Le sentenze si occupano di casi concreti, spesso "remoti, e nella vicenda all'esame della Cassazione erano avvenuti agli inizi degli anni novanta. Inoltre i risparmiatori che hanno citato in giudizio la loro banca per l'eccessiva prudenza, hanno lamentato che si fosse tenuta appunto troppo timida nella gestione del pacchetto azionario. Il massimo fissato dal mandato di gestione era del 30% mentre l'istituto si era tenuto costantemente tra il 3,21 e il 13,47 per cento. Il risparmiatore in questo modo non aveva goduto del buon andamento del mercato azionario e aveva chiesto i danni. «Agli inizi degli anni novanta - spiega Simone Mariotti, promotore finanziario e saggista – la gestione era molto diversa da quella attuale e più approssimativa.
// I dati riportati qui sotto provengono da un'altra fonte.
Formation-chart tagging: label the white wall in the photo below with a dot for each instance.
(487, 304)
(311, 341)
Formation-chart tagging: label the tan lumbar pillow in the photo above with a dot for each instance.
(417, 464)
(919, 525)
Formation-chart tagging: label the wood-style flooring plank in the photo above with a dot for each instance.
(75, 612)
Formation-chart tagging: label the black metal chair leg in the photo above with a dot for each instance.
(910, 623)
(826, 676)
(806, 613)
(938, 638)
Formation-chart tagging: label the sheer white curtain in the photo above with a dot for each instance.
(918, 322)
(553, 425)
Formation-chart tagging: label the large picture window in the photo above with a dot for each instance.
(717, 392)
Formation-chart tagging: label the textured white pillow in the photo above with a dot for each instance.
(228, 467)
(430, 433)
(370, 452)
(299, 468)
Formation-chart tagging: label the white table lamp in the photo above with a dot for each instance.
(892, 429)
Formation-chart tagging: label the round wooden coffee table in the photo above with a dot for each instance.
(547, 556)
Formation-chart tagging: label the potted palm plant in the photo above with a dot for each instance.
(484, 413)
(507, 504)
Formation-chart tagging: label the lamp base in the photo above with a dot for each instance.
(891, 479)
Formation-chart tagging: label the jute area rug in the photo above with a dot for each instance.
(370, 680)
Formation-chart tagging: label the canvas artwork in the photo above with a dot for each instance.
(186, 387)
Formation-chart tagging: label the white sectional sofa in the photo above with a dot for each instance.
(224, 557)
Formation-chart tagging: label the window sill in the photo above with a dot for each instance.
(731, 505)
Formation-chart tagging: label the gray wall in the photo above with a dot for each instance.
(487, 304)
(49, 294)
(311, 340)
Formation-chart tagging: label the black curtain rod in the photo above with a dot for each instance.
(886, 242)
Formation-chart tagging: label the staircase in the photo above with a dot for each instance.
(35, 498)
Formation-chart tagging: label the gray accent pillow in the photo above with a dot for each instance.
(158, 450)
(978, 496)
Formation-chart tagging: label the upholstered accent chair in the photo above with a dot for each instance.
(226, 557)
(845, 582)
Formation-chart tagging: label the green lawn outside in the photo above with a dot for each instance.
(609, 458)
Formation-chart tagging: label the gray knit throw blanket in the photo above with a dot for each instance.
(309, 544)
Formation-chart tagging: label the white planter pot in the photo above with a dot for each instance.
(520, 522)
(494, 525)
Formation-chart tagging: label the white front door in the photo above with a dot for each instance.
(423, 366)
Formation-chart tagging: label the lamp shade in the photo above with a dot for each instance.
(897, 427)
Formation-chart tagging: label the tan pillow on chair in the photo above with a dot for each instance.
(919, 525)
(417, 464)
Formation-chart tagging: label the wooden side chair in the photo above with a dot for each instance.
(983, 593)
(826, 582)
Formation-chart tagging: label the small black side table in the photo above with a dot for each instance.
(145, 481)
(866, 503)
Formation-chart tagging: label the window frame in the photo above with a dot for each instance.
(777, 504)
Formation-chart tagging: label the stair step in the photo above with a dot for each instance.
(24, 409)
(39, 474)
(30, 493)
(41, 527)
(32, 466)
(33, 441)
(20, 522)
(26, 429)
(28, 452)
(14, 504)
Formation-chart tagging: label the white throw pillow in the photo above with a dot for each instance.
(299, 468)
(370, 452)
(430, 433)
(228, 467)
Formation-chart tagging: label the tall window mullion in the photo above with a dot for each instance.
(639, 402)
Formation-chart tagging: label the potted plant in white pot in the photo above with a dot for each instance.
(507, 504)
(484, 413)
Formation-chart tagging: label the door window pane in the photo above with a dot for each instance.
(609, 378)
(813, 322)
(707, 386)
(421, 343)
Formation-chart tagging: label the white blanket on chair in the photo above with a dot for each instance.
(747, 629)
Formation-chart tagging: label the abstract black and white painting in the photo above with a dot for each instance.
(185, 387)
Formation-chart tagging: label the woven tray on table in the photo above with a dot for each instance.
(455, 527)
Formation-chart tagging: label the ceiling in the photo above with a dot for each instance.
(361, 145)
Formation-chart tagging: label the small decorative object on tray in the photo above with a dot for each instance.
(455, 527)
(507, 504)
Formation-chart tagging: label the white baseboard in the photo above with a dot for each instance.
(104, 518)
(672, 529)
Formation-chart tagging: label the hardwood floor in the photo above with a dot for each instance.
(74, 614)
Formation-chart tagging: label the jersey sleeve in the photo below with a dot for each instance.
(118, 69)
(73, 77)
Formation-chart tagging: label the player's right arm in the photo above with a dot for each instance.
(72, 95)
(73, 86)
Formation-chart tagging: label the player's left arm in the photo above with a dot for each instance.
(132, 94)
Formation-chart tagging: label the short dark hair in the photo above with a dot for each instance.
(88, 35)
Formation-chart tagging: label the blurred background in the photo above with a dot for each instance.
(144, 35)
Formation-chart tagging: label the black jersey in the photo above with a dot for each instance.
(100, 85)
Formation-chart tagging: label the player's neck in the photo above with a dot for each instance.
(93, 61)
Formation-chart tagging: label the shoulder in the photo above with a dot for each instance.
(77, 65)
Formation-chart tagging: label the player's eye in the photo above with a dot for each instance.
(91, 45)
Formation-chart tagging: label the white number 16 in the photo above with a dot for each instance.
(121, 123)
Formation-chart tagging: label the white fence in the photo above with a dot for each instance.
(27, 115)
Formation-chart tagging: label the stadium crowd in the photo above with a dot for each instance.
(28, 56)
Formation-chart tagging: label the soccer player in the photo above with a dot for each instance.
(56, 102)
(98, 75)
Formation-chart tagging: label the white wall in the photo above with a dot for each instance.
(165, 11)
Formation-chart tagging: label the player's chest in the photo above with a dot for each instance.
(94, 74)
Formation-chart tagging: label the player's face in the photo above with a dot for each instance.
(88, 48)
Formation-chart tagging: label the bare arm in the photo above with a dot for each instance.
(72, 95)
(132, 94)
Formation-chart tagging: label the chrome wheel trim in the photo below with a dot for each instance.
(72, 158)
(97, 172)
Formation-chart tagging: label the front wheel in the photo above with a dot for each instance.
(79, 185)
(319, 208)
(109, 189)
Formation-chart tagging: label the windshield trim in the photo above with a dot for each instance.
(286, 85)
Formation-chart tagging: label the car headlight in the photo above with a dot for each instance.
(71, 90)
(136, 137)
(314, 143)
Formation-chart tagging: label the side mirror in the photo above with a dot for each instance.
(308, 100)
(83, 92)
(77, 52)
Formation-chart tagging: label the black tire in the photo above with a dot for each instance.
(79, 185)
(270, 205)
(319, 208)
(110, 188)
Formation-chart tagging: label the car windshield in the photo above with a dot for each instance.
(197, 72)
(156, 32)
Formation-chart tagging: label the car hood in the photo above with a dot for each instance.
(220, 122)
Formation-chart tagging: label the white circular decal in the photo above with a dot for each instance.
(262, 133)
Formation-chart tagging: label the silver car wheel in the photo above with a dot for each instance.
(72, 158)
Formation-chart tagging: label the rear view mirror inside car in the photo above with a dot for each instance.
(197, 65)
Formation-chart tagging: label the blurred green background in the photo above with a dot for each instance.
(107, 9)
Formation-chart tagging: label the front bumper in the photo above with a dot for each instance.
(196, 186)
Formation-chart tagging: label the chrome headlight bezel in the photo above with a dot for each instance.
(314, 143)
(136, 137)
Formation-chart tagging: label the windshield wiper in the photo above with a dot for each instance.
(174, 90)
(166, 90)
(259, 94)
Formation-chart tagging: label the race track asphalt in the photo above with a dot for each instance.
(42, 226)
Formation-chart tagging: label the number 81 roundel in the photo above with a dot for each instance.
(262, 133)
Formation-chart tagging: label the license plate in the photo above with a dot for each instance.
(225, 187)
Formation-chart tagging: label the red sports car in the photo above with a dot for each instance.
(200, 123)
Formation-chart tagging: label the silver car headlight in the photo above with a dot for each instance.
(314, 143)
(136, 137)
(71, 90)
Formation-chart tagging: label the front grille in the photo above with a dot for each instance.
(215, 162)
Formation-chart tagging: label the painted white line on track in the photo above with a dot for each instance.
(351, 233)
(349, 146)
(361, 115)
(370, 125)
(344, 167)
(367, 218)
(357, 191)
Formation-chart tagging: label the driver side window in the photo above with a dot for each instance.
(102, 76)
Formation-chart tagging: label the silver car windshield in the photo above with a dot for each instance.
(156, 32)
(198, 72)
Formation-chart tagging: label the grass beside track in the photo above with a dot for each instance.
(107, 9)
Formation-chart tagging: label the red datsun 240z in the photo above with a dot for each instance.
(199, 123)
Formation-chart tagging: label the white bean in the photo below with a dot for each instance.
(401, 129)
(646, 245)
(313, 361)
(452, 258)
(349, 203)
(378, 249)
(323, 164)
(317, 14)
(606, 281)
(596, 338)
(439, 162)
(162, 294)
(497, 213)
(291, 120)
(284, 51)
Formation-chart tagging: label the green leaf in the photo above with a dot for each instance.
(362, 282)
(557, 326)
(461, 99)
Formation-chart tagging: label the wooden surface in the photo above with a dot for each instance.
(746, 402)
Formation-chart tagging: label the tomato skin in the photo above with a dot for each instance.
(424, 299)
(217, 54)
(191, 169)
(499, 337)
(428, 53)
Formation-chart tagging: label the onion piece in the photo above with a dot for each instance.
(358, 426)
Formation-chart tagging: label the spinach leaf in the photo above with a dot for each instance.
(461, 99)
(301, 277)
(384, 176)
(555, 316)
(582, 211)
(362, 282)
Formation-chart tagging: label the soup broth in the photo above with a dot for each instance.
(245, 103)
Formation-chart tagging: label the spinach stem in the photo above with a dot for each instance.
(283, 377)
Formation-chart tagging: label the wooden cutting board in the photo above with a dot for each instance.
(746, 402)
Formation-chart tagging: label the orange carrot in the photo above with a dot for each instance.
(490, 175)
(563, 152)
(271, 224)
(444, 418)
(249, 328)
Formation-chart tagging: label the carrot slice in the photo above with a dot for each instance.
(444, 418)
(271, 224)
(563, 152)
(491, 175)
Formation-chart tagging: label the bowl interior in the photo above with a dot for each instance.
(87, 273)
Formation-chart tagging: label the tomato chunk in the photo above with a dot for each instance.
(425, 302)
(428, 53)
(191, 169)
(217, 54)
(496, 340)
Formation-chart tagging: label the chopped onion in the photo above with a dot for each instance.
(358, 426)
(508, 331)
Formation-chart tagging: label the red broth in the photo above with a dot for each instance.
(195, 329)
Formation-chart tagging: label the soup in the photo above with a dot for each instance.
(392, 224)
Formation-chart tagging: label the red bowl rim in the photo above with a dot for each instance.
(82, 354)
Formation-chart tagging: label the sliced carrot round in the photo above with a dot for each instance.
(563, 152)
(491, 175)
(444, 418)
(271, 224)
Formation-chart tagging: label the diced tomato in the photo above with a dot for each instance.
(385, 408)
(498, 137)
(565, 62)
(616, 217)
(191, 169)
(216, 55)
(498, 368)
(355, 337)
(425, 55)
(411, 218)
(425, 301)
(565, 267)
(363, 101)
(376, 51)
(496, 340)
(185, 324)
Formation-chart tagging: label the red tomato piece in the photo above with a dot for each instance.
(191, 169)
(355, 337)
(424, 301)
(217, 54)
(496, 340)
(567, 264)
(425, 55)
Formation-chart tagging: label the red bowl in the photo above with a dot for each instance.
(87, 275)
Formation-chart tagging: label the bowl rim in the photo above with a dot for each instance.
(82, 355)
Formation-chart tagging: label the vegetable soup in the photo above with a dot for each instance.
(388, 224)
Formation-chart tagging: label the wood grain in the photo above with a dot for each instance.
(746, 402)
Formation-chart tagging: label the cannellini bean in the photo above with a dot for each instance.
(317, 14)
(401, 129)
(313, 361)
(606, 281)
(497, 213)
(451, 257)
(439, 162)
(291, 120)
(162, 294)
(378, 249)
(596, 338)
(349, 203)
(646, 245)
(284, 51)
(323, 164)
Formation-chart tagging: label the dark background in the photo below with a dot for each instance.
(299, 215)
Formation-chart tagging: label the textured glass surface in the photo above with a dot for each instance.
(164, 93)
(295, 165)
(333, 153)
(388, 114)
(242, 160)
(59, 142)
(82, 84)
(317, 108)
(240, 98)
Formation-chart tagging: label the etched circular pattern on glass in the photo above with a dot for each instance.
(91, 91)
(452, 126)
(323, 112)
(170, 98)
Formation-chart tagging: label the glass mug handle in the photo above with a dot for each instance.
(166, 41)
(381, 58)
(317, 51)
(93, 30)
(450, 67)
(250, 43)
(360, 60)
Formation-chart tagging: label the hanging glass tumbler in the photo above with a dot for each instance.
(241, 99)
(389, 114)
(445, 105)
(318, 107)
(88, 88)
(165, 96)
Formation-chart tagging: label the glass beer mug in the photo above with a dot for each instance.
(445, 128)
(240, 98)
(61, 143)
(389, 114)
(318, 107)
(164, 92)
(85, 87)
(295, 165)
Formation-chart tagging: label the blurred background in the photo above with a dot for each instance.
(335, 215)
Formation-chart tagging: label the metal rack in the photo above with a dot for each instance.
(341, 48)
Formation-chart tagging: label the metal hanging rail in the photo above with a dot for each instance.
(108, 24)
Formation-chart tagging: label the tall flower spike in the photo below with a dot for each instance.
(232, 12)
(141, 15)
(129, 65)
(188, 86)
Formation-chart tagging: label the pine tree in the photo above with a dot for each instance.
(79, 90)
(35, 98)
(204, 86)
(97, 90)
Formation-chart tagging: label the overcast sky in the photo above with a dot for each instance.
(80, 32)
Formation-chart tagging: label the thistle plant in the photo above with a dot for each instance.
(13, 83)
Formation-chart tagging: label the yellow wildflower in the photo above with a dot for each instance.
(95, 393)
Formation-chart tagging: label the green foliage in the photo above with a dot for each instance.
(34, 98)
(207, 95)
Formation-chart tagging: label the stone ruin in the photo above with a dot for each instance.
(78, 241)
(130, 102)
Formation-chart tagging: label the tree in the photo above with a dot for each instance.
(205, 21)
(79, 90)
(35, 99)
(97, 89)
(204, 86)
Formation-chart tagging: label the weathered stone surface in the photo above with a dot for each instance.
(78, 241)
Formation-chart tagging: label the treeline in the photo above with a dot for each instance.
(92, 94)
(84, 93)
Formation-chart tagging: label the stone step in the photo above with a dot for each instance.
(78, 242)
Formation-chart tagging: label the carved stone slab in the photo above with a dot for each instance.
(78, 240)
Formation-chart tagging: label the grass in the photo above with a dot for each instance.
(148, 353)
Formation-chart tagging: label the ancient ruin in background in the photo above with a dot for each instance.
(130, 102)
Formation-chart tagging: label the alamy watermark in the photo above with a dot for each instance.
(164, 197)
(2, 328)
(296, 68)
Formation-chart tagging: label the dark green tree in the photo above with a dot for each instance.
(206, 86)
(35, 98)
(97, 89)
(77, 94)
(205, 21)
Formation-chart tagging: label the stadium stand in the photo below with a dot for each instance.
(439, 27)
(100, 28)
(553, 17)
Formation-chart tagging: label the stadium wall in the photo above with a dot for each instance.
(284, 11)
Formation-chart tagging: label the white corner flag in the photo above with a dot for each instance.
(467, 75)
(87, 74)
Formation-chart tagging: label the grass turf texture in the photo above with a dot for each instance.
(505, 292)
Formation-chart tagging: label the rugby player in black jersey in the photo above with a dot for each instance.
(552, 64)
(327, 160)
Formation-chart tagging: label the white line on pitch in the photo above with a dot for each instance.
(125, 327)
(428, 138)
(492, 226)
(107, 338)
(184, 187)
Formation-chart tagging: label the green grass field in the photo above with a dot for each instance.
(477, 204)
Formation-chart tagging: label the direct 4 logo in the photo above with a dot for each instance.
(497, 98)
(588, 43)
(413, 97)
La gestione dei portafogli era spesso statica e si tendeva a collocarci dentro titoli invenduti. La pratica attuale è più articolata e se il gestore opera all'interno del proprio mandato, il suo comportamento non può essere censurato solo per il fatto che il risultato non sia stato brillante». Secondo Edoardo Guffanti, responsabile della commissione Banche dell'ordine dei commercialisti di Milano: «Se si affermasse il principio secondo il quale investire il patrimonio in misura inferiore al massimo previsto nel contratto di gestione può esporre il gestore a responsabilità, poiché può configurare un comportamento colposo nell'adempimento del mandato, la conseguenza potrebbe essere una progressiva riduzione delle linee a gestione attiva. Il gestore si troverebbe, infatti, esposto al rischio di contestazioni da parte dei clienti in tutti i casi in cui una scelta di allocazione prudente (molto inferiore al massimo) abbia coinciso con una fase di rialzo dell'asset class sottopesata. Una prognosi postuma alquanto rischiosa per il gestore».
Resta però la questione dell'informazione della parte debole, ovvero il risparmiatore. Mariotti ricorda infatti: «Il rischio è che a volte il mandato del risparmiatore sia violato perché magari la prudenza indica che si sta facendo altro rispetto a quanto si è spiegato al risparmiatore. Per esempio se si dice che si sta operando in modo bilanciato e invece magari sto facendo un portafoglio sostanzialmente obbligazionario. Oppure se si dice di operare in un certo settore come per esempio nel mercato americano, ma in realtà all'interno di quel mercato si sta operando solo sull'high tech. Questo è successo in passato e una volta scoppiata la bolla il cliente si è trovato con un'esposizione diversa da quella che si aspettava».